Posted 2023-07-20Updated 2023-07-272 minutes read (About 360 words)

Neural Networks

training nerual networks

suggestions

The first step to training a neural net is to not touch any neural net code at all and instead begin by thoroughly inspecting your data.

Our next step is to set up a full training + evaluation skeleton and gain trust in its correctness via a series of experiments. At this stage it is best to pick some simple model that you couldn’t possibly have screwed up somehow.
Tips & tricks for this stage:
Always use a fixed random seed to guarantee that when you run the code twice you will get the same outcome.
Make sure to disable any unnecessary fanciness. As an example, definitely turn off any data augmentation at this stage.
When plotting the test loss run the evaluation over the entire (large) test set. Do not just plot test losses over batches and then rely on smoothing them in Tensorboard. We are in pursuit of correctness and are very willing to give up time for staying sane.
Monitor metrics other than loss that are human interpretable and checkable (e.g. accuracy). Whenever possible evaluate your own (human) accuracy and compare to it.
Train an input-independent baseline, (e.g. easiest is to just set all your inputs to zero). This should perform worse than when you actually plug in your data without zeroing it out. Does it? i.e. does your model learn to extract any information out of the input at all?
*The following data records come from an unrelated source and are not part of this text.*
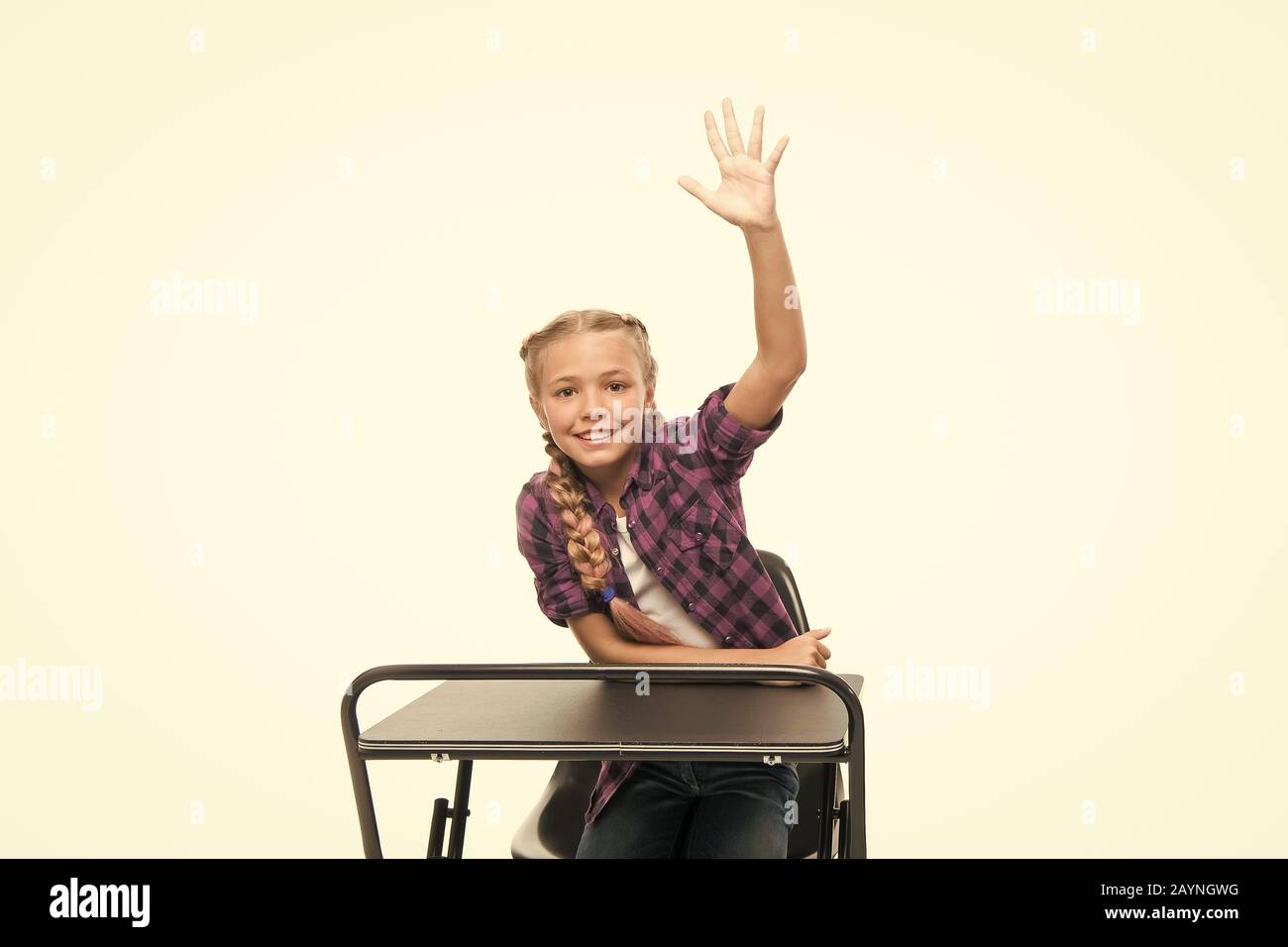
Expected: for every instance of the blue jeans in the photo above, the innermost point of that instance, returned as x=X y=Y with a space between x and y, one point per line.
x=704 y=809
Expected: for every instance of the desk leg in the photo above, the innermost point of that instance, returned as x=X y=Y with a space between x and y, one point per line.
x=366 y=806
x=459 y=812
x=854 y=841
x=824 y=814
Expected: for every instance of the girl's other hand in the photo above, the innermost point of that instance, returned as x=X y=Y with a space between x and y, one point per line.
x=804 y=650
x=746 y=192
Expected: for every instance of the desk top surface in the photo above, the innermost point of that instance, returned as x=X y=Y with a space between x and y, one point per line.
x=518 y=712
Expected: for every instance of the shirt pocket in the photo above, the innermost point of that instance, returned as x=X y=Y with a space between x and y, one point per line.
x=700 y=527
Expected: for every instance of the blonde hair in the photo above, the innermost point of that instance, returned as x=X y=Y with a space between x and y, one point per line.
x=588 y=548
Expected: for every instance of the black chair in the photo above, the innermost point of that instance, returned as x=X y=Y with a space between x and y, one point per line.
x=554 y=826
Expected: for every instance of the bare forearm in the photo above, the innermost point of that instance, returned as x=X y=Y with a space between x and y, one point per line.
x=780 y=326
x=627 y=652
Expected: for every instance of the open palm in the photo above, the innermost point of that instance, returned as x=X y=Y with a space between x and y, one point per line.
x=746 y=192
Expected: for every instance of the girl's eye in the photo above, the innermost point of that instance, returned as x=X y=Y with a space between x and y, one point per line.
x=610 y=382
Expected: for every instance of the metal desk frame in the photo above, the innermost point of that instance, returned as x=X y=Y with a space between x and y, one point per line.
x=850 y=813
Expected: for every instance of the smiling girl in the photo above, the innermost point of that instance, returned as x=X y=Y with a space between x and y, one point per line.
x=636 y=535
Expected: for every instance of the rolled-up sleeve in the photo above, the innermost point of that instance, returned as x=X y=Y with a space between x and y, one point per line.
x=559 y=591
x=724 y=444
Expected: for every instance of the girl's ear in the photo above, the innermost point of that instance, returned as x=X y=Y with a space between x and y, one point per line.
x=536 y=410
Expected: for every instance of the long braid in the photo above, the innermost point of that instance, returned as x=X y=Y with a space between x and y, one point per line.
x=588 y=547
x=588 y=551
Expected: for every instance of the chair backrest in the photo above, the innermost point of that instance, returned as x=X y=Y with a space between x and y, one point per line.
x=554 y=826
x=786 y=583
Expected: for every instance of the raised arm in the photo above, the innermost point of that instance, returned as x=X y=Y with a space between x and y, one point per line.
x=746 y=198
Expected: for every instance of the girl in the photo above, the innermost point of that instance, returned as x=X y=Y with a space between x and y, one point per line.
x=636 y=535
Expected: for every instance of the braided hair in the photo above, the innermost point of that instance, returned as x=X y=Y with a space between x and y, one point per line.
x=588 y=548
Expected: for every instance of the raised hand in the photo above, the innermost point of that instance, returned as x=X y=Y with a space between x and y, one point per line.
x=746 y=192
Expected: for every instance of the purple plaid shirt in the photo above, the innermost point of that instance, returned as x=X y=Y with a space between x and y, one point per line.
x=684 y=510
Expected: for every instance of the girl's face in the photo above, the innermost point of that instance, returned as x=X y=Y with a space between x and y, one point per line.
x=592 y=384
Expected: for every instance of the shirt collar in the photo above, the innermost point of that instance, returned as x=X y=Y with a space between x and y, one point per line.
x=644 y=471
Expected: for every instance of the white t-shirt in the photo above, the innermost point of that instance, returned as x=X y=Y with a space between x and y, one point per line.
x=653 y=598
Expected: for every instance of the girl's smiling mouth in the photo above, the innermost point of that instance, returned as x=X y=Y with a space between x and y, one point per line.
x=589 y=438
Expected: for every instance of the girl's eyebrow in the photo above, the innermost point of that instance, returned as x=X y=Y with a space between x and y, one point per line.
x=574 y=377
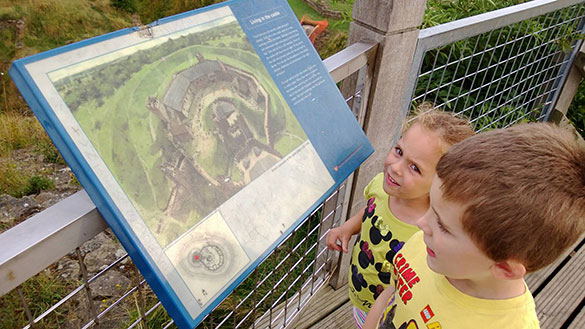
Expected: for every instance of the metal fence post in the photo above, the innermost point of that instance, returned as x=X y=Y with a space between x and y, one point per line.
x=394 y=25
x=569 y=89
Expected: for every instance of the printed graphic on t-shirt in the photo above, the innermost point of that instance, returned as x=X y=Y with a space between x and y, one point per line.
x=377 y=237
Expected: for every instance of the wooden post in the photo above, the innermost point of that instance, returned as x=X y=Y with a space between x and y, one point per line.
x=394 y=24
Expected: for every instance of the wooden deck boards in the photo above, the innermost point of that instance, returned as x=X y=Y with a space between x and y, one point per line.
x=563 y=294
x=325 y=303
x=559 y=297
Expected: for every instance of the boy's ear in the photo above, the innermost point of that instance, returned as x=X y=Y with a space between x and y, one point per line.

The approach I like to take to finding a good model has two stages: first get a model large enough that it can overfit (i.e. focus on training loss) and then regularize it appropriately (give up some training loss to improve the validation loss). The reason I like these two stages is that if we are not able to reach a low error rate with any model at all that may again indicate some issues, bugs, or misconfiguration.

In the early stages of setting baselines I like to use Adam with a learning rate of 3e-4. In my experience Adam is much more forgiving to hyperparameters, including a bad learning rate.